PRESS BRIEFING ON WORLD YOUTH 2003
Press Briefing |
press briefing on world youth 2003
The world’s youth were better off today than previous generations, although many were still severely hampered by a lack of education, poverty, problems of health, unemployment and the impact of conflict, Johan Schölvinck, the Director of the Division for Social Policy and Development, Department of Economic and Social Affairs, told correspondents at a Headquarters briefing today.
He said those were some of the major findings of the “World Youth Report 2003”, the first comprehensive United Nations publication to examine the global situation of young people against the 10 priority areas identified by Member States when they adopted the 1995 World Programme of Action for Youth.
The main message to emerge from the Report, he added, was that young people needed to be given the tools to make them effective agents of social change and enable them to realize their potential. Young women and men between 15 and 24 years of age in some regions were better educated and had an unprecedented knowledge of the world around them, yet 133 million youth remained illiterate. Only one in four young persons -- or 22 per cent of young women and 26 per cent of young men -- was enrolled in secondary school in sub-Saharan Africa. That figure was 40 to 57 per cent in South Asia, and 62 to 67 per cent in the Middle East and North Africa. Of the slightly more than 1 billion young people between the ages of 15 and 24, almost nine out of 10 lived in developing countries. Up to 110 million youth were estimated to be malnourished and up to 7,000 became infected with HIV/AIDS daily.
The report also found that armed conflicts had taken an enormous toll on young people, with 2 million children killed and 6 million more left disabled as a result of wars during the last decade. Additionally, a total of 12 million were made homeless and more than 1 million were orphaned or separated from their parents. More than 10 million remained traumatized. Although they represented only about 18 per cent of the world’s population, youth accounted for 40 per cent of the unemployed. With some 70 million of them currently without work, that rate of youth unemployment was two to three times higher than that of adults.
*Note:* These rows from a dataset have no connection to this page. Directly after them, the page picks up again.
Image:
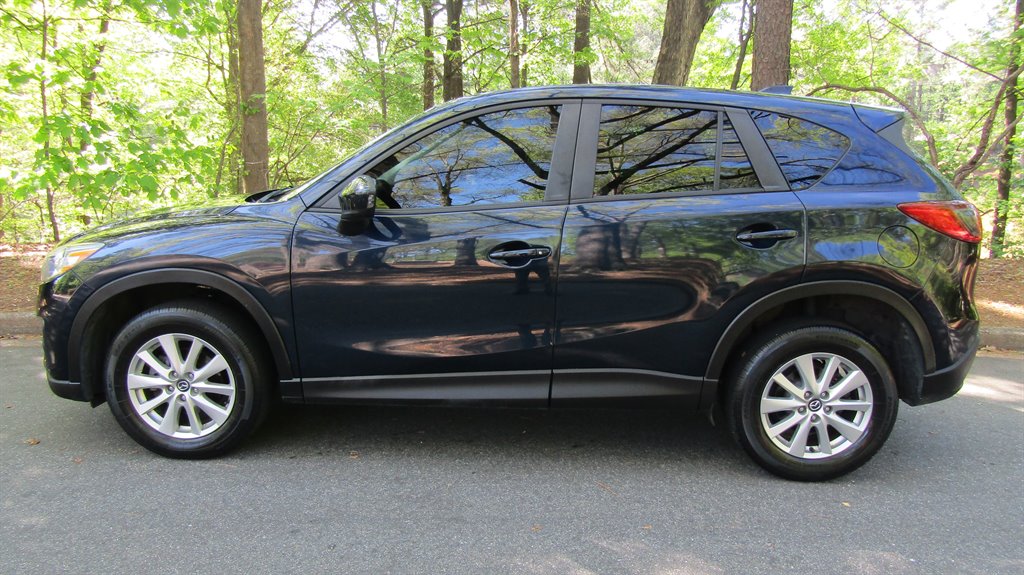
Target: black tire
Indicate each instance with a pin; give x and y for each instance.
(220, 406)
(824, 454)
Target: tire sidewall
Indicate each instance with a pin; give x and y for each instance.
(212, 329)
(779, 350)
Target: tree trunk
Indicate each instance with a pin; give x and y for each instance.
(514, 41)
(772, 32)
(1007, 158)
(232, 105)
(252, 81)
(381, 68)
(54, 228)
(745, 28)
(523, 65)
(428, 54)
(581, 68)
(684, 20)
(452, 86)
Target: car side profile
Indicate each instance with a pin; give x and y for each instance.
(786, 263)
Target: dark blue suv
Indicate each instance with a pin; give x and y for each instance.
(786, 263)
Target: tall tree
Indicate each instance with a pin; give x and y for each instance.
(514, 42)
(452, 86)
(428, 53)
(684, 21)
(745, 29)
(252, 84)
(772, 33)
(1007, 157)
(45, 40)
(581, 45)
(524, 67)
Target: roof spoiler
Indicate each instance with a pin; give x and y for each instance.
(878, 118)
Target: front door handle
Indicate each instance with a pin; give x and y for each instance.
(532, 253)
(767, 234)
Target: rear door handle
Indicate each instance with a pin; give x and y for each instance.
(767, 234)
(532, 253)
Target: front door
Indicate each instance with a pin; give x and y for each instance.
(450, 294)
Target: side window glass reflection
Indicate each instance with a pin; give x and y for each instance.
(805, 151)
(499, 158)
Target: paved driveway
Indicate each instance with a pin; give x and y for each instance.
(401, 490)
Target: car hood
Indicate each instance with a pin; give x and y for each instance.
(164, 218)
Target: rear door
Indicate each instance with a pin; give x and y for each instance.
(675, 224)
(450, 295)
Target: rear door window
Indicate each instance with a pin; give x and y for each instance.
(655, 149)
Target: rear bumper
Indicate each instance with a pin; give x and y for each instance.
(945, 383)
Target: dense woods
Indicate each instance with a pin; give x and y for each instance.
(109, 106)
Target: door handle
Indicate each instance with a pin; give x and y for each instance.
(767, 234)
(532, 253)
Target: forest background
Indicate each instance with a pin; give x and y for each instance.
(112, 106)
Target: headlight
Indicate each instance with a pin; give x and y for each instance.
(64, 258)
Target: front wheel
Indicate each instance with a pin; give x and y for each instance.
(183, 381)
(813, 402)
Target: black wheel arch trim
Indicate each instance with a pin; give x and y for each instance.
(731, 336)
(177, 275)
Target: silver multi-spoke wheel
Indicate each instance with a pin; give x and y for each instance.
(816, 405)
(181, 386)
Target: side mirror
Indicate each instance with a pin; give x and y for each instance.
(358, 202)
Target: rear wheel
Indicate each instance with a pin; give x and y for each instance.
(183, 382)
(812, 402)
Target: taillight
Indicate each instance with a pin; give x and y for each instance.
(955, 218)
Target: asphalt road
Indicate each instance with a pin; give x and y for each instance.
(402, 490)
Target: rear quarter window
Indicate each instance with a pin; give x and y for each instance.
(805, 151)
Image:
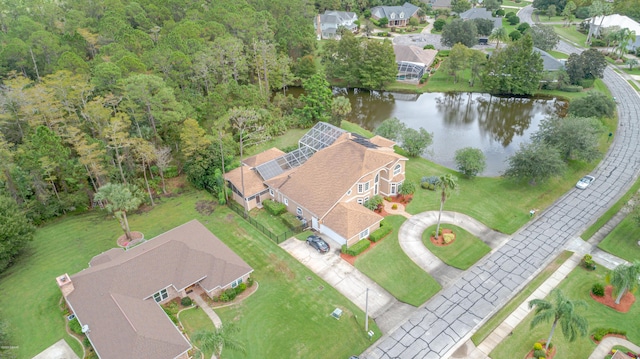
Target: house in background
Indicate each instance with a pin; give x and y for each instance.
(413, 62)
(620, 21)
(481, 13)
(398, 16)
(327, 24)
(330, 176)
(117, 299)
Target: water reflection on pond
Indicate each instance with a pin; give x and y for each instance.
(495, 125)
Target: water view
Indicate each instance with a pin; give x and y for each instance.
(495, 125)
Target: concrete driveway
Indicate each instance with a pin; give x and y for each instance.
(341, 275)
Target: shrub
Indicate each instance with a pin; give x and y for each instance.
(598, 290)
(599, 333)
(380, 233)
(448, 237)
(186, 302)
(74, 326)
(274, 208)
(357, 248)
(290, 220)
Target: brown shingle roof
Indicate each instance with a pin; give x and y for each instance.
(263, 157)
(114, 297)
(321, 181)
(350, 218)
(253, 183)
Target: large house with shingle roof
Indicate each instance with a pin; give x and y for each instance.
(398, 16)
(330, 186)
(117, 298)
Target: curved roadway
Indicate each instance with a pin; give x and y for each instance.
(438, 328)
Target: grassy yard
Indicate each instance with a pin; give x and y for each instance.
(623, 240)
(464, 252)
(577, 285)
(570, 33)
(505, 311)
(389, 266)
(195, 319)
(287, 317)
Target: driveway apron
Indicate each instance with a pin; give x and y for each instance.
(451, 316)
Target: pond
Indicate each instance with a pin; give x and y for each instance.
(496, 125)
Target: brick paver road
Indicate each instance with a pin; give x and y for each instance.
(448, 319)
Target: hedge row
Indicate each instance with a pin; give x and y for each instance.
(380, 233)
(275, 208)
(599, 333)
(357, 248)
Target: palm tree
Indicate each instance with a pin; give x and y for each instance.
(446, 183)
(562, 310)
(624, 278)
(499, 34)
(121, 198)
(217, 340)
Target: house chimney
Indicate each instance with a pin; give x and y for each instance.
(65, 284)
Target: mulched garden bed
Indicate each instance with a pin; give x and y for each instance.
(439, 242)
(625, 303)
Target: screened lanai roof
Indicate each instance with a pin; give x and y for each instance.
(320, 136)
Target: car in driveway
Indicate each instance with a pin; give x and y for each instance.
(318, 243)
(585, 182)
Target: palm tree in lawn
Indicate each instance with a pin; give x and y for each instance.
(624, 278)
(499, 34)
(120, 198)
(561, 310)
(446, 183)
(218, 339)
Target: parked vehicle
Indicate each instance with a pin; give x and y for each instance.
(585, 182)
(318, 243)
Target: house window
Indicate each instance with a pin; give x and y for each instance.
(236, 283)
(397, 169)
(160, 296)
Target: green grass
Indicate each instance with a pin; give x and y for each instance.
(389, 266)
(286, 317)
(195, 319)
(491, 324)
(576, 286)
(464, 252)
(623, 240)
(586, 235)
(570, 33)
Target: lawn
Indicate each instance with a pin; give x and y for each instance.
(571, 34)
(464, 252)
(505, 311)
(577, 285)
(195, 319)
(623, 240)
(274, 322)
(389, 266)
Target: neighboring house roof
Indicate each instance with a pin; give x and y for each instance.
(263, 157)
(549, 63)
(253, 183)
(414, 54)
(350, 218)
(407, 10)
(114, 296)
(481, 13)
(325, 178)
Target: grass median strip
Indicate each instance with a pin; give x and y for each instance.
(488, 327)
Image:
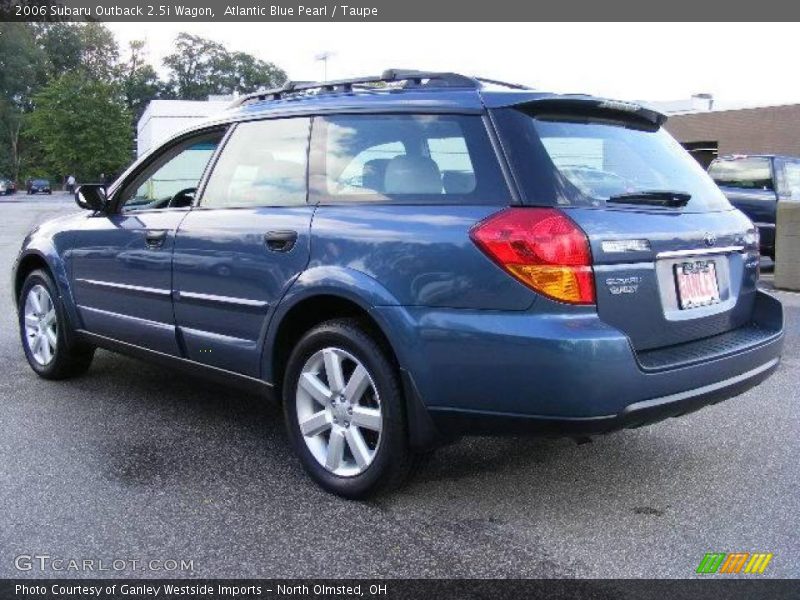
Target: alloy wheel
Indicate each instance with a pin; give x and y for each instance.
(339, 412)
(41, 325)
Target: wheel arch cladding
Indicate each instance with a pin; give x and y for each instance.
(305, 313)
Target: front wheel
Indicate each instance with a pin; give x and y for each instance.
(344, 411)
(43, 329)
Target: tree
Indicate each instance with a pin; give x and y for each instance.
(140, 82)
(62, 44)
(243, 73)
(200, 67)
(99, 52)
(193, 65)
(82, 125)
(21, 73)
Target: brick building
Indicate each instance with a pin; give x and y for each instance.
(762, 130)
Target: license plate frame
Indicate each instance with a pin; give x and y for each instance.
(696, 284)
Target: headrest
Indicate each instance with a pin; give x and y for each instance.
(374, 174)
(412, 175)
(458, 182)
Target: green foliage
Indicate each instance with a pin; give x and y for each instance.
(22, 70)
(68, 103)
(200, 67)
(82, 125)
(139, 80)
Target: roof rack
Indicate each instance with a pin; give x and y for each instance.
(410, 79)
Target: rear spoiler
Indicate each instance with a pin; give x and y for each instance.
(539, 103)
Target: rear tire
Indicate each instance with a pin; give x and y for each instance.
(49, 345)
(345, 412)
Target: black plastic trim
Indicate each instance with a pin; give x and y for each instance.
(222, 376)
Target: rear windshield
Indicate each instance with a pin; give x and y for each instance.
(585, 160)
(750, 173)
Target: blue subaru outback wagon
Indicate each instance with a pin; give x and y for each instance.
(405, 259)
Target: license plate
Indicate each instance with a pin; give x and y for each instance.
(697, 284)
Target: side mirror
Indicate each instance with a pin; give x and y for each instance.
(91, 196)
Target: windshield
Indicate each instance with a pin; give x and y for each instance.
(745, 173)
(598, 158)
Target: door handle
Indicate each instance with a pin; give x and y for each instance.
(280, 241)
(155, 238)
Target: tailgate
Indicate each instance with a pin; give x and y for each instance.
(638, 256)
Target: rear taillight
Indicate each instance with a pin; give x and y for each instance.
(543, 249)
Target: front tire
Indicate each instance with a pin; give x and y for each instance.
(344, 411)
(50, 350)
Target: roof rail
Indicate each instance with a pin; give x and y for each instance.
(411, 79)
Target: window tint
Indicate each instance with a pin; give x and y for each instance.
(405, 158)
(577, 158)
(262, 164)
(746, 173)
(791, 171)
(179, 169)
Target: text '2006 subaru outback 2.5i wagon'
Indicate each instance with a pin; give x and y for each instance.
(404, 259)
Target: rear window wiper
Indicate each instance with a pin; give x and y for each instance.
(653, 198)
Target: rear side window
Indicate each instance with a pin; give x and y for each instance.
(262, 164)
(405, 159)
(571, 158)
(745, 173)
(791, 174)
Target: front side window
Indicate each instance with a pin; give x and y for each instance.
(262, 164)
(171, 180)
(748, 173)
(405, 158)
(589, 159)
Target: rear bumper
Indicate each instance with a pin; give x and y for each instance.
(489, 373)
(456, 422)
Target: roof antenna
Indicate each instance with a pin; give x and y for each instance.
(324, 56)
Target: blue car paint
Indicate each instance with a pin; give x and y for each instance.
(222, 251)
(471, 338)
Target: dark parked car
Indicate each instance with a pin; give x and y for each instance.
(7, 186)
(39, 186)
(755, 184)
(407, 263)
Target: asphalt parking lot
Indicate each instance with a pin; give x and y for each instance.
(134, 462)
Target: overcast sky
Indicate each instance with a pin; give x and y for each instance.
(739, 63)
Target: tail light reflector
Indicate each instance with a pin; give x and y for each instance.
(542, 248)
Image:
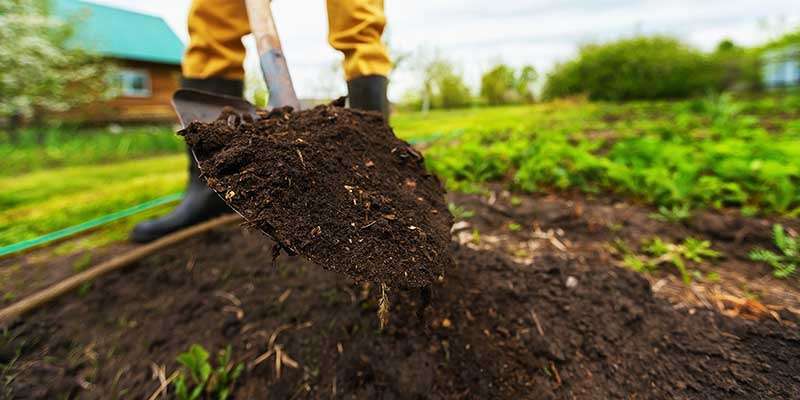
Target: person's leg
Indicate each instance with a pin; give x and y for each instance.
(212, 63)
(355, 28)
Mr. Schölvinck said the Report also examined five new priorities that had emerged since the adoption of the 1995 plan of action: globalization; information and communication technologies; HIV/AIDS; conflict; and inter-generational relations. The 10 priority concerns earlier identified in the plan of action were education, employment, extreme poverty, health issues, the environment, drugs, delinquency, leisure time, the situation of girls and young women, and youth participation in decision-making.